O novo sistema eleitoral italiano
A aliança vencedora precisará de maioria nas duas casas do Parlamento, Câmara dos Deputados e Senado, para formar um governo. Os italianos votarão nos integrantes de ambas as casas no dia da eleição.
Novas regras mudaram o Parlamento, que encolheu em um terço: agora haverá 400 deputados na Câmara, em vez de 630 deputados, e 200 senadores no Senado, em vez de 315.
A Itália tem um sistema de votação híbrido, em que três oitavos (cerca de 36%) dos membros são eleitos por representação uninominal. Isto significa que o candidato que obtiver o maior número de votos em um determinado distrito uninominal ganha o lugar, mesmo que tenha apenas uma pequena margem face ao rival mais próximo.
Os demais são eleitos por representação proporcional e os assentos são atribuídos a listas partidárias de acordo com a sua quota total de votos em nível nacional. Há também assentos reservados para candidatos residentes no exterior.
Os eleitores precisam ter 18 anos e devem votar em um candidato para a Câmara e um para o Senado.
Os partidos precisam garantir pelo menos 3% dos votos para chegar ao Parlamento, com a Itália dividida em 27 distritos eleitorais.
As últimas pesquisas de opinião foram publicadas em 7 de setembro. Em uma pesquisa da Ipsos, o Irmãos da Itália aparece com 25,1% das intenções de voto, contra 20,5% do Partido Democrático.
Prováveis alianças
Partidos conservadores
O partido de Giorgia Meloni não tem experiência no governo, então ela vai precisar do apoio total dos ex-primeiros-ministros Silvio Berlusconi e Matteo Salvini, que fizeram parte do governo Draghi. À medida que o fim da campanha eleitoral se aproximava, os três líderes realizaram um comício conjunto em Roma.
Embora seja o primeiro-ministro mais antigo da Itália, Berlusconi, de 85 anos, está concorrendo às eleições para o Senado pela primeira vez desde que foi barrado em 2013 por fraude fiscal. Seu partido de centro-direita Forza Italia é visto como o mais fraco dos três partidos.
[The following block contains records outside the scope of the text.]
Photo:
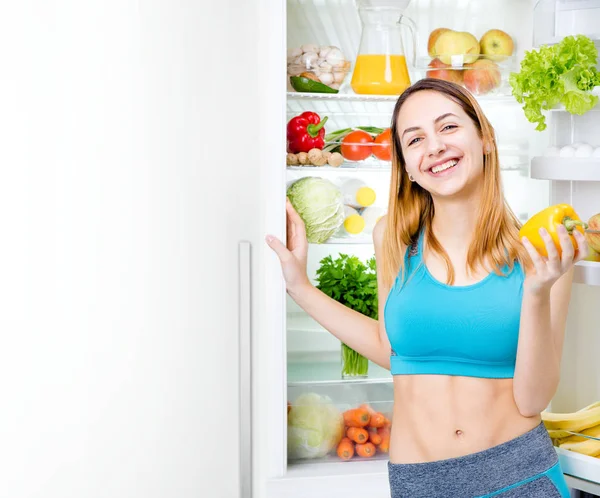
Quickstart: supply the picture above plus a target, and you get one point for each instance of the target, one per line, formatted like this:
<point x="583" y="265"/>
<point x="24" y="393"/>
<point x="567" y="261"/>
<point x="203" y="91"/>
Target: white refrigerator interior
<point x="531" y="182"/>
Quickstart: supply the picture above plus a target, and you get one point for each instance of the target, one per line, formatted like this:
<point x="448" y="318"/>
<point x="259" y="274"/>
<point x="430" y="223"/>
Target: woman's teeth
<point x="443" y="167"/>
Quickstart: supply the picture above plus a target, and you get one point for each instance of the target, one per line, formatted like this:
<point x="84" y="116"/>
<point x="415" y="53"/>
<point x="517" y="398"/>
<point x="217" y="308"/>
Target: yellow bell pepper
<point x="550" y="218"/>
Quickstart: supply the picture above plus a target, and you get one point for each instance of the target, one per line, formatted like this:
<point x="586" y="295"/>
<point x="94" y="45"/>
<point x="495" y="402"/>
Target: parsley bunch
<point x="354" y="284"/>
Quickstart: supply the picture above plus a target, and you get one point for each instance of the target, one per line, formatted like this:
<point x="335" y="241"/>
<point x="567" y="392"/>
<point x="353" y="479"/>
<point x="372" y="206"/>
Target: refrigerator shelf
<point x="354" y="97"/>
<point x="359" y="239"/>
<point x="325" y="369"/>
<point x="580" y="466"/>
<point x="587" y="272"/>
<point x="566" y="169"/>
<point x="343" y="169"/>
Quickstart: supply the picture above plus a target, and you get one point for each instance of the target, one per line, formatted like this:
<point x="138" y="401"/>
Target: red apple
<point x="451" y="74"/>
<point x="482" y="76"/>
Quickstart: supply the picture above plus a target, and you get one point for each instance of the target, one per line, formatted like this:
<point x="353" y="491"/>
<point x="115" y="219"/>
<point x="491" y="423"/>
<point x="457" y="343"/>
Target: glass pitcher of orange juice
<point x="380" y="67"/>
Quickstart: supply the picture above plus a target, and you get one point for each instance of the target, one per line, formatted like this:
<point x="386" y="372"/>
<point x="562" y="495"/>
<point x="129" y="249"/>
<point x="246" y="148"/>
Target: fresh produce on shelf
<point x="315" y="426"/>
<point x="549" y="218"/>
<point x="356" y="146"/>
<point x="459" y="58"/>
<point x="382" y="145"/>
<point x="450" y="43"/>
<point x="305" y="132"/>
<point x="314" y="157"/>
<point x="569" y="430"/>
<point x="593" y="239"/>
<point x="445" y="43"/>
<point x="354" y="284"/>
<point x="353" y="224"/>
<point x="482" y="77"/>
<point x="496" y="44"/>
<point x="308" y="82"/>
<point x="360" y="142"/>
<point x="367" y="432"/>
<point x="574" y="422"/>
<point x="319" y="204"/>
<point x="356" y="193"/>
<point x="314" y="68"/>
<point x="357" y="434"/>
<point x="564" y="73"/>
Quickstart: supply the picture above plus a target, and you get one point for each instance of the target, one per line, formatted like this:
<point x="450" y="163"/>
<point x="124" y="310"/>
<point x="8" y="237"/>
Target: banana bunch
<point x="586" y="422"/>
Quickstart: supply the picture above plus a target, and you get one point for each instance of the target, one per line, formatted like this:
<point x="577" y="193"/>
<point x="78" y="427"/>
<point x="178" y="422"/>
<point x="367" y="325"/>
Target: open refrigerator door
<point x="329" y="70"/>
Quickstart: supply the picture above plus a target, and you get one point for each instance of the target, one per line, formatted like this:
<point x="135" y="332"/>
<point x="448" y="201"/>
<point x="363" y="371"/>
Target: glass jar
<point x="380" y="67"/>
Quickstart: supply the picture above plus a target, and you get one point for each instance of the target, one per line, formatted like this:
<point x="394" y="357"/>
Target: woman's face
<point x="440" y="144"/>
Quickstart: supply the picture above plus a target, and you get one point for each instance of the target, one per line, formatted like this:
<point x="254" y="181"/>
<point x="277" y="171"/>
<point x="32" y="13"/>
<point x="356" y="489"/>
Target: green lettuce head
<point x="319" y="204"/>
<point x="315" y="427"/>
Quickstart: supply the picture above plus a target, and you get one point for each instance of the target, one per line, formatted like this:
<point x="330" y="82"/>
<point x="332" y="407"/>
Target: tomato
<point x="383" y="148"/>
<point x="356" y="146"/>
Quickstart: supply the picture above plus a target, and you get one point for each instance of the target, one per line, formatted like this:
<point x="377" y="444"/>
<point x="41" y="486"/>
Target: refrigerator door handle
<point x="245" y="367"/>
A Liga de Matteo Salvini é um parceiro natural para Meloni. Como ministro do Interior, ele fechou campos de migrantes e impediu que barcos de ONGs que transportavam migrantes resgatados do Mediterrâneo entrassem no porto.
Cinco estrelas
O partido antiestablishment de Giuseppe Conte venceu a eleição de 2018 com quase um terço dos votos e, embora ainda tenha cerca de 14% das intenções de voto, atualmente não faz parte de nenhuma aliança.
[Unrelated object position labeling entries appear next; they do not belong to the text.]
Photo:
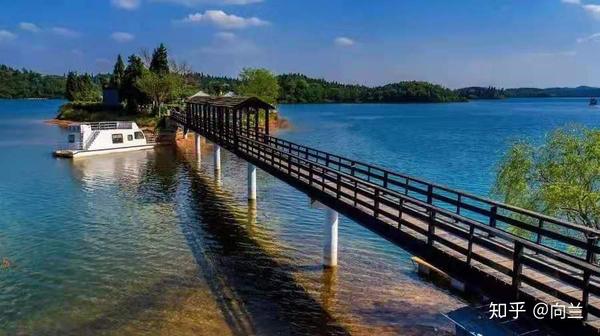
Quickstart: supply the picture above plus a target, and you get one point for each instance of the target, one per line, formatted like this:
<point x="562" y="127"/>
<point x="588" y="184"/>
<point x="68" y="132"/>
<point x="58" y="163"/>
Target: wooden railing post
<point x="431" y="228"/>
<point x="385" y="178"/>
<point x="539" y="235"/>
<point x="339" y="186"/>
<point x="517" y="268"/>
<point x="429" y="194"/>
<point x="492" y="221"/>
<point x="470" y="247"/>
<point x="589" y="258"/>
<point x="376" y="204"/>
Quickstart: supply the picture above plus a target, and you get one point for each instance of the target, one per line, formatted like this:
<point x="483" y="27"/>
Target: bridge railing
<point x="392" y="208"/>
<point x="545" y="230"/>
<point x="474" y="224"/>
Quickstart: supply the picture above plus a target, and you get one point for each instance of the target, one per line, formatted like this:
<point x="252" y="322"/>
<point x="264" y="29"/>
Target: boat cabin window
<point x="117" y="138"/>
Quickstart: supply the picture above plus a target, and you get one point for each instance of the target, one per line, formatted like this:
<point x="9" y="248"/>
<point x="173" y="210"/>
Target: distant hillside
<point x="495" y="93"/>
<point x="28" y="84"/>
<point x="298" y="88"/>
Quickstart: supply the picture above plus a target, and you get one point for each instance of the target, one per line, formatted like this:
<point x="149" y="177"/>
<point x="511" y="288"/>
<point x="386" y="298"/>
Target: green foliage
<point x="160" y="87"/>
<point x="560" y="178"/>
<point x="118" y="74"/>
<point x="130" y="92"/>
<point x="260" y="83"/>
<point x="297" y="88"/>
<point x="81" y="88"/>
<point x="476" y="92"/>
<point x="28" y="84"/>
<point x="92" y="112"/>
<point x="160" y="60"/>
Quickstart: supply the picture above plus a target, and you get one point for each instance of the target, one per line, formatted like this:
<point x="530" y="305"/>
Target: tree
<point x="130" y="92"/>
<point x="71" y="86"/>
<point x="160" y="87"/>
<point x="559" y="178"/>
<point x="81" y="88"/>
<point x="260" y="83"/>
<point x="160" y="60"/>
<point x="118" y="73"/>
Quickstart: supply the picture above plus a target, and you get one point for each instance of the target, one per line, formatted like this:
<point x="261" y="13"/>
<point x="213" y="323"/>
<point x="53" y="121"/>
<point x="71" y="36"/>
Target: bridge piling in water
<point x="198" y="145"/>
<point x="330" y="238"/>
<point x="217" y="157"/>
<point x="251" y="182"/>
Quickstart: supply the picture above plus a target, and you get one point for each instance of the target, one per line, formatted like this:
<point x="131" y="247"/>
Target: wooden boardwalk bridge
<point x="508" y="253"/>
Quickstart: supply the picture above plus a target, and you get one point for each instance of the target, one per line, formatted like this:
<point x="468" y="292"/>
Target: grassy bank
<point x="94" y="112"/>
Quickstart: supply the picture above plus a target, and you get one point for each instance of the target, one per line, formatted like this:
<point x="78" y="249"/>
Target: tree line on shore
<point x="156" y="79"/>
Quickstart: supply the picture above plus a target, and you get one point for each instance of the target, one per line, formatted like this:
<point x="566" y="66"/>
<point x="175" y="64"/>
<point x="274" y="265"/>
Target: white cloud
<point x="588" y="38"/>
<point x="65" y="32"/>
<point x="30" y="27"/>
<point x="6" y="36"/>
<point x="343" y="41"/>
<point x="223" y="20"/>
<point x="225" y="36"/>
<point x="127" y="4"/>
<point x="594" y="10"/>
<point x="122" y="37"/>
<point x="192" y="3"/>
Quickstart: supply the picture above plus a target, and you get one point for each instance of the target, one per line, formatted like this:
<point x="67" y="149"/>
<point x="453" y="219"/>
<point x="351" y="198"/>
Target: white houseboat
<point x="103" y="137"/>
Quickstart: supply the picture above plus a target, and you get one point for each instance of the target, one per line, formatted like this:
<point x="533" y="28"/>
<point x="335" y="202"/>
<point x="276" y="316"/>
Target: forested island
<point x="477" y="92"/>
<point x="293" y="88"/>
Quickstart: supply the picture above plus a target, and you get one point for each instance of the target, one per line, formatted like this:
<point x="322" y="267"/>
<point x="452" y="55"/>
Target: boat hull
<point x="84" y="153"/>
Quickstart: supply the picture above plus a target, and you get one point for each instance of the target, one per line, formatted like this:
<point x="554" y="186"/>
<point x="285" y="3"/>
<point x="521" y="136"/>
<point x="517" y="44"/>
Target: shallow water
<point x="153" y="243"/>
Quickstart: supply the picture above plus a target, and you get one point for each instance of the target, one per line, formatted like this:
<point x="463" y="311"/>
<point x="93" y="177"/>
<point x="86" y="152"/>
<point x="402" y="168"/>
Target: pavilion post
<point x="234" y="128"/>
<point x="256" y="122"/>
<point x="267" y="125"/>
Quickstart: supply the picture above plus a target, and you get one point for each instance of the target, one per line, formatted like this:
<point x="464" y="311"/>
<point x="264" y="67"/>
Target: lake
<point x="153" y="243"/>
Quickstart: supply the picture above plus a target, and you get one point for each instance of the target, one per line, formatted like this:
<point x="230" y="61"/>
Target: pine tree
<point x="71" y="86"/>
<point x="118" y="73"/>
<point x="130" y="93"/>
<point x="160" y="61"/>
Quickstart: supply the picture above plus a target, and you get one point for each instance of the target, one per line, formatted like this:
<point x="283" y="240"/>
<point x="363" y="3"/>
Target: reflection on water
<point x="155" y="243"/>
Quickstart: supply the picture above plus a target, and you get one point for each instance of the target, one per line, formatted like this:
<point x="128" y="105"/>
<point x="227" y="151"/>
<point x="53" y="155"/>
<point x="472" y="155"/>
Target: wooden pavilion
<point x="220" y="115"/>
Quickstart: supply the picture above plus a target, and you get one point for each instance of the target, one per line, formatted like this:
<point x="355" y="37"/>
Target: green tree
<point x="131" y="94"/>
<point x="559" y="178"/>
<point x="71" y="86"/>
<point x="160" y="60"/>
<point x="116" y="79"/>
<point x="260" y="83"/>
<point x="81" y="88"/>
<point x="160" y="88"/>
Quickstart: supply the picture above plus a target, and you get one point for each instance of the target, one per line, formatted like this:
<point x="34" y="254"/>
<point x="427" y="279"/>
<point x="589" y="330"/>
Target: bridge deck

Eles começaram compartilhando o poder com a Liga de extrema-direita e depois mudaram para o Partido Democrata antes de terminarem como parte do governo Draghi. Dezenas de deputados do Cinco Estrelas abandonaram Conte quando ele se opôs ao envio de armas para a Ucrânia.
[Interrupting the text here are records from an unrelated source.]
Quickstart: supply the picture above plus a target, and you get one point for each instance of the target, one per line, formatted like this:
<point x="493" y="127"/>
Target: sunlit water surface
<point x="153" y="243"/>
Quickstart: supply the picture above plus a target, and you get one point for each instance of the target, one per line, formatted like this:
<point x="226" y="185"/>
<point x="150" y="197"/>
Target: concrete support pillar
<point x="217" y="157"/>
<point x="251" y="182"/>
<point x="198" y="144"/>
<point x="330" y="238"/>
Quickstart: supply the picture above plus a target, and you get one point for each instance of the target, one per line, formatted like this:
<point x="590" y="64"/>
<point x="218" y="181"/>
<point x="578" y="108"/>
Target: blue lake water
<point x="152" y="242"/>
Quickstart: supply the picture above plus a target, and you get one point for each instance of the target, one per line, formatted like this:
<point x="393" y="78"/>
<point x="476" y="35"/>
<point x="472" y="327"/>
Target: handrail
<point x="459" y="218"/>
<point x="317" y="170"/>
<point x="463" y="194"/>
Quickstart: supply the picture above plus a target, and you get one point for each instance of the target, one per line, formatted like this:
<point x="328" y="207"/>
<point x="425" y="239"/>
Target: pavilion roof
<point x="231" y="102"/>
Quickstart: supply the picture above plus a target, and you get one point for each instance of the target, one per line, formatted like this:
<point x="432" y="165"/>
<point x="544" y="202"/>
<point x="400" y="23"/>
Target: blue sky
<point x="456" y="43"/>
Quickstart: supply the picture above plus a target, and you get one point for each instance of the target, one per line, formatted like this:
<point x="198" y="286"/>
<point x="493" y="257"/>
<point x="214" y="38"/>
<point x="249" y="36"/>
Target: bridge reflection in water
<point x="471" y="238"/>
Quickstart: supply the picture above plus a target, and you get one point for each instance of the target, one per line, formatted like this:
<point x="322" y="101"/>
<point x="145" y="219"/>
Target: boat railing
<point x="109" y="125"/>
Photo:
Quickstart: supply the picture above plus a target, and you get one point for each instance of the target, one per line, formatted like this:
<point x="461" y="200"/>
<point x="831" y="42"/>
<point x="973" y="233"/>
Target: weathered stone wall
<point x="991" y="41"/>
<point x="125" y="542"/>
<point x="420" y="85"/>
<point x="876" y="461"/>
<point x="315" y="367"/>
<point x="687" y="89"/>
Sob sua liderança, as políticas da legenda se voltaram para a esquerda. A principal bandeira do Cinco Estrelas há quatro anos era uma renda mínima para os mais pobres. Conte agora apoia um salário mínimo de € 9 por hora, quer eliminar um imposto comercial regional e tornar mais fácil para os filhos de imigrantes obterem a cidadania.
As ideias do Cinco Estrelas não são muito diferentes das dos partidos de centro-esquerda.
Centristas
Matteo Renzi, do Itália Viva, e Carlo Calenda, da Azione, uniram forças, com o objetivo de atrair votos da direita e da esquerda para criar uma aliança da “terceira via”.
Se eles obtiverem mais de 10% dos votos, a ideia é que eles possam conquistar outros partidos e evitar um governo liderado por Meloni. Cabe ao presidente Sergio Mattarella nomear o próximo primeiro-ministro, mas é provável que ele escolha a coalizão vencedora.
A preferência centrista seria continuar com as políticas pró-europeias do governo anterior e até persuadir Mario Draghi a retornar como primeiro-ministro, embora o ex-chefe do Banco Central Europeu pareça pouco entusiasmado.
Assim como a centro-direita, eles desejam suspender a proibição da energia nuclear e, como a centro-esquerda, querem importar mais gás natural liquefeito.
Sua equipe inclui duas ex-ministras do Forza Itália, Mariastella Gelmini e Mara Carfagna, que deixaram o partido de Berlusconi por seu papel na derrubada do governo Draghi.